Words/String Matching Producing true or false

asn4293 · April 2018

I have a data set for example:

Internal Experience Functional Area

Marketing & Sales

Controlling/Accounting

Marketing & Sales|Marketing & Sales

General Management

Marketing & Sales

Logistics|Logistics|Logistics|Logistics

Logistics

Marketing & Sales

I want to match it with my requirement xlsx file which contain column:

Match words

sales

This matching is string and is not case sensitive meaning even if it is small letters and capital it should work.After matching it should give me result as true or false or 1 or 0. Result should look like this.

Internal Experience Functional Area	Matching result
Marketing & Sales	TRUE
Marketing & Sales	TRUE
Controlling/Accounting	FALSE
Marketing & Sales\|Marketing & Sales	TRUE
General Management	FALSE
Marketing & Sales	TRUE
Logistics\|Logistics\|Logistics\|Logistics	FALSE
Logistics	FALSE
Marketing & Sales	TRUE

I dont know how it can be done. please help

kypexin · April 2018

Hi @asn4293

Let's assume that 'Area' is a short name for the attribute containing strings.

Use 'Generate Attributes' operator to create new attribute named 'MatchingResult', with the following parameters:

attribute name: MatchingResult

function expressions: contains(lower([Area]), 'sales')

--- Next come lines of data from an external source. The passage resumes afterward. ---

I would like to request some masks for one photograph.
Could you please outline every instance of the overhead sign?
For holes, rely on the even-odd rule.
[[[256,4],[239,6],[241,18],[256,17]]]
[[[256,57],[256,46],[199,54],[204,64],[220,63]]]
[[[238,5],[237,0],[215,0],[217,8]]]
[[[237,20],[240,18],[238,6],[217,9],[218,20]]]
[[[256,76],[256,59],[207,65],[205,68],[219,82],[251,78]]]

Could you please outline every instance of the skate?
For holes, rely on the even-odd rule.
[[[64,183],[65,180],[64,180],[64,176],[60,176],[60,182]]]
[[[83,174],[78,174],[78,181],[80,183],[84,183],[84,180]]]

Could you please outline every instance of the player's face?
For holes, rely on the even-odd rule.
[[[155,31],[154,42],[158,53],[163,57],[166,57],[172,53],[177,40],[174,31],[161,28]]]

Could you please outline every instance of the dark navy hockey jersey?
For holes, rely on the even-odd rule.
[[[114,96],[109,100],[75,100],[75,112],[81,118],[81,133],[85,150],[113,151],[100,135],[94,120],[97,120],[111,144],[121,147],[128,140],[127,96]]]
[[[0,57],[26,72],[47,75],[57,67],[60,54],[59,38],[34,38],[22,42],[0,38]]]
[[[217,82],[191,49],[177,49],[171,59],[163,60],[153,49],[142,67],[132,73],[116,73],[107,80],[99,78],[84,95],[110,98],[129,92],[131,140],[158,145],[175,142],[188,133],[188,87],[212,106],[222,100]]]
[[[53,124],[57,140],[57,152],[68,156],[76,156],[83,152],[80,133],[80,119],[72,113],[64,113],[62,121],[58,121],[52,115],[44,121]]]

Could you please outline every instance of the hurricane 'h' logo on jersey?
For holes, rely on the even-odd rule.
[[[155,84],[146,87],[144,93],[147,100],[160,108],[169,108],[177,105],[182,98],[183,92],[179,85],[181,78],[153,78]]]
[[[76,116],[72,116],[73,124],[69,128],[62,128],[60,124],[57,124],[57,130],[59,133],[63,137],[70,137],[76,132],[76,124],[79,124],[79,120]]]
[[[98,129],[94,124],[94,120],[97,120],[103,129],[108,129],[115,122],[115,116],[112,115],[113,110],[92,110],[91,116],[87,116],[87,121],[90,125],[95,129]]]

This would generate 'true' value in case lowercase 'Area' contains 'sales' substring, and 'false' otherwise.

Screenshot 2018-04-26 08.18.20.png

asn4293 · April 2018

@kypexin

Thank you for your feedback, but this is only reasonable when we have one search and we can write query everytime, I have approximately 1000 things to match with huge data, in that case this would not be a suitable case.

I want to specify column where there are words to be matched with each other.

kypexin · April 2018

Hi @asn4293

So the task becomes much more generalized, where you have to fuzzy match two columns of text attributes, which technically makes many-to-many matching. This sounds like a bit tricky task to be acomplished with RapidMiner, at least I cannot come up with an easy solution right out of my head... However, my suggestions are:

Have a look at a very ionteresting trick from @BalazsBarany website on how to perform generic joins in RM and maybe this can give you some inspiration: https://datascientist.at/2016/06/generic-joins-in-rapidminer/#english
Maybe also you should consider some Python script to accomlish this task which at the end might be much faster and simpler in implementation.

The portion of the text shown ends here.